# The modern photographer's dilemma....



## Brad Snyder (Oct 31, 2011)

......


----------



## RikkFlohr (Oct 31, 2011)

I empathize


----------



## Replytoken (Oct 31, 2011)

:surprised: As if I am not already stressed enough with the lack of time in my life to get things done?  You had to bring this up! 

--Ken


----------



## Azyiu (Jul 31, 2012)

Ha! Thanks for sharing.


----------



## LifeCliques (Oct 14, 2012)

that is SOOOOO on the dot!!! Exactly!


----------



## Tony Jay (Oct 14, 2012)

Luckily I am a child of the digital era (photographically at least).
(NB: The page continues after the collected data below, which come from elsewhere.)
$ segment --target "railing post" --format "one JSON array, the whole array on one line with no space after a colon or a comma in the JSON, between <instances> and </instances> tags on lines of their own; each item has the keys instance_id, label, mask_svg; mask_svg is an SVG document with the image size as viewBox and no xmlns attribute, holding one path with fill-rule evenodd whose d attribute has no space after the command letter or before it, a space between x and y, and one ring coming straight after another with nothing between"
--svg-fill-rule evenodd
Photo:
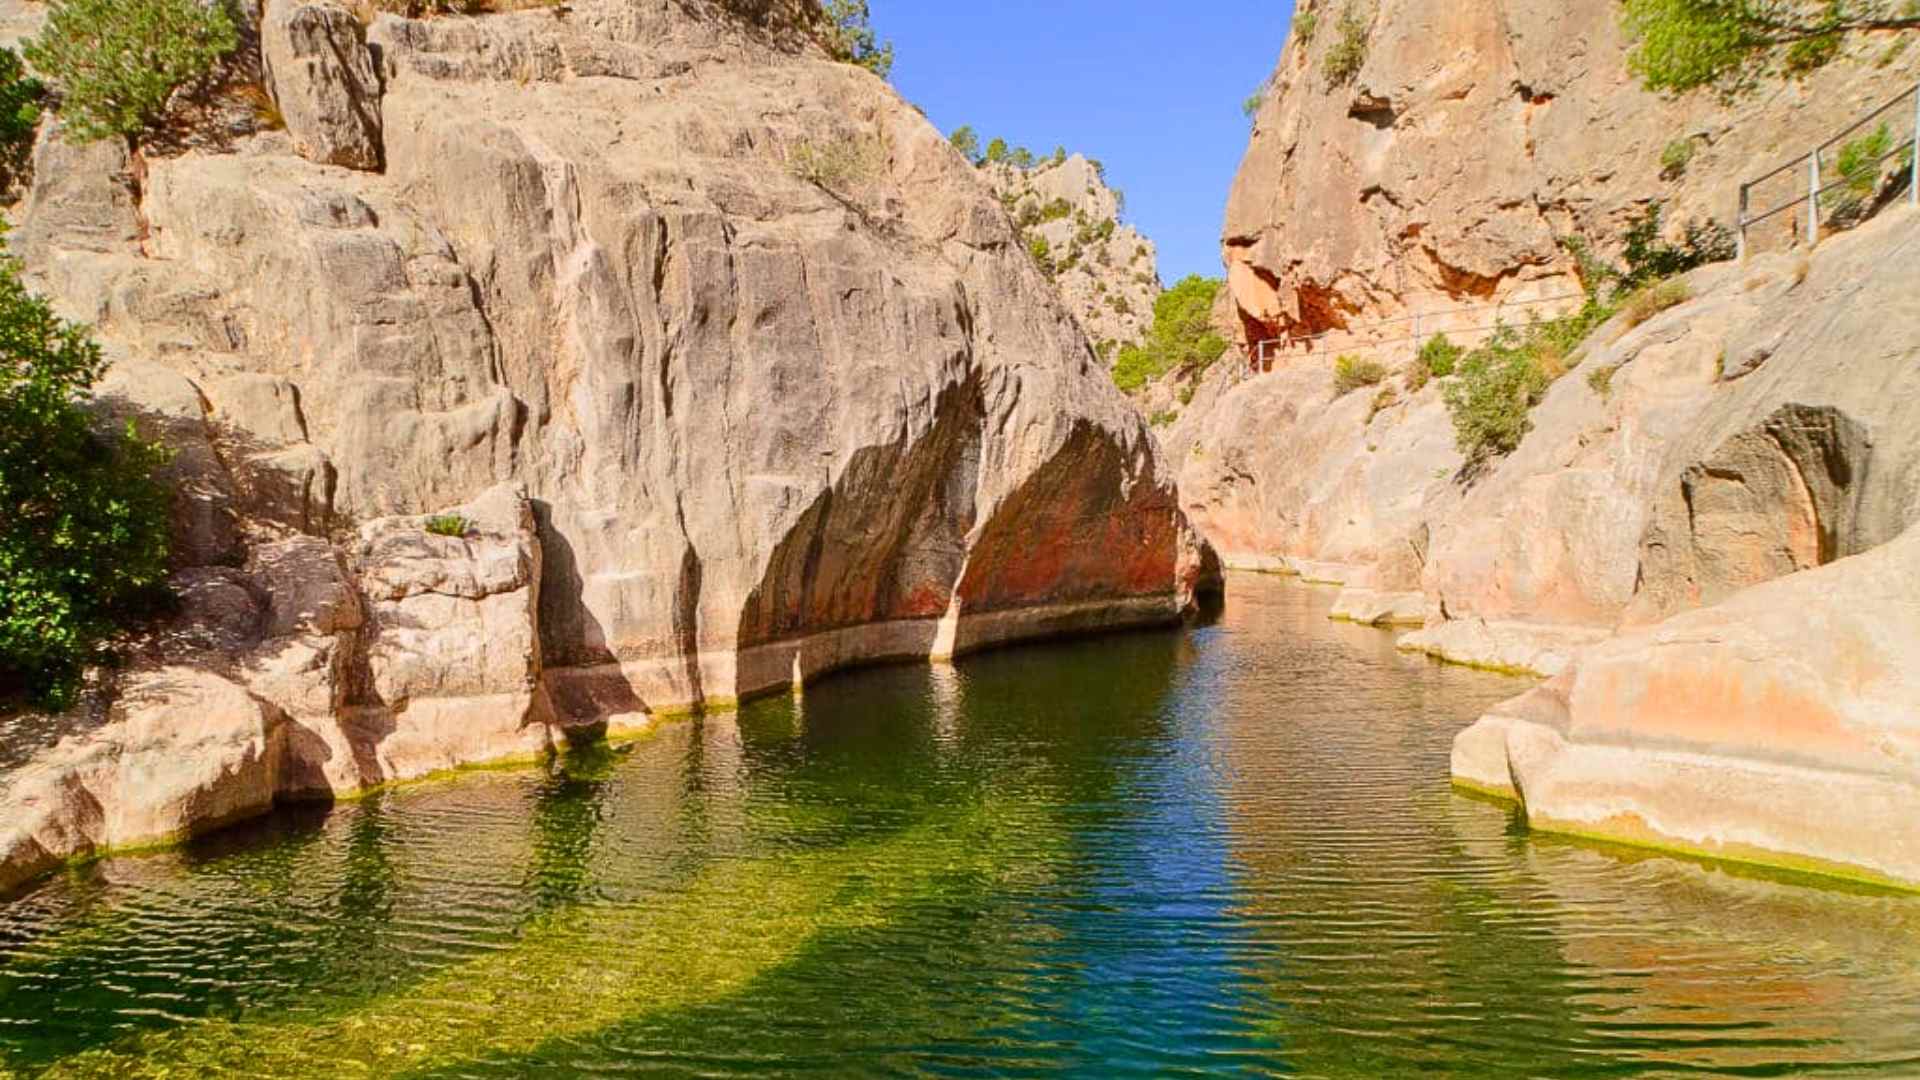
<instances>
[{"instance_id":1,"label":"railing post","mask_svg":"<svg viewBox=\"0 0 1920 1080\"><path fill-rule=\"evenodd\" d=\"M1814 147L1807 155L1807 247L1812 249L1820 242L1820 148Z\"/></svg>"},{"instance_id":2,"label":"railing post","mask_svg":"<svg viewBox=\"0 0 1920 1080\"><path fill-rule=\"evenodd\" d=\"M1737 221L1740 226L1739 228L1740 246L1739 246L1737 257L1743 263L1747 261L1747 205L1748 205L1747 185L1741 184L1740 185L1740 212L1734 218L1734 220Z\"/></svg>"},{"instance_id":3,"label":"railing post","mask_svg":"<svg viewBox=\"0 0 1920 1080\"><path fill-rule=\"evenodd\" d=\"M1920 206L1920 84L1913 88L1913 175L1907 179L1907 205Z\"/></svg>"}]
</instances>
Phew!


----------



## Colin S (Oct 15, 2012)

I have to say I'm a bit old school, I don't feel I really have a photo until I can hold it in my hands.  I love the freedom of digital, but feel the process isn't finished until I have printed it out.

Colin


----------



## Randy McKown (Oct 16, 2012)

I love seeing an actual print but then I hand it over to the client and never see it again LOL .. I never print my own stuff except for pics of the family for the walls.


----------



## Gary Gray (Oct 26, 2012)

Ansel Adams once said...   The negative is like the musical score, the print is the orchestra performance.  Without a print of your image it doesn't mean anything.

I make a print of every shot I put in my sales catalog.  That way, I know what the image actually looks like.  In my eyes, you aren't a photographer unless you're making prints of your images.


----------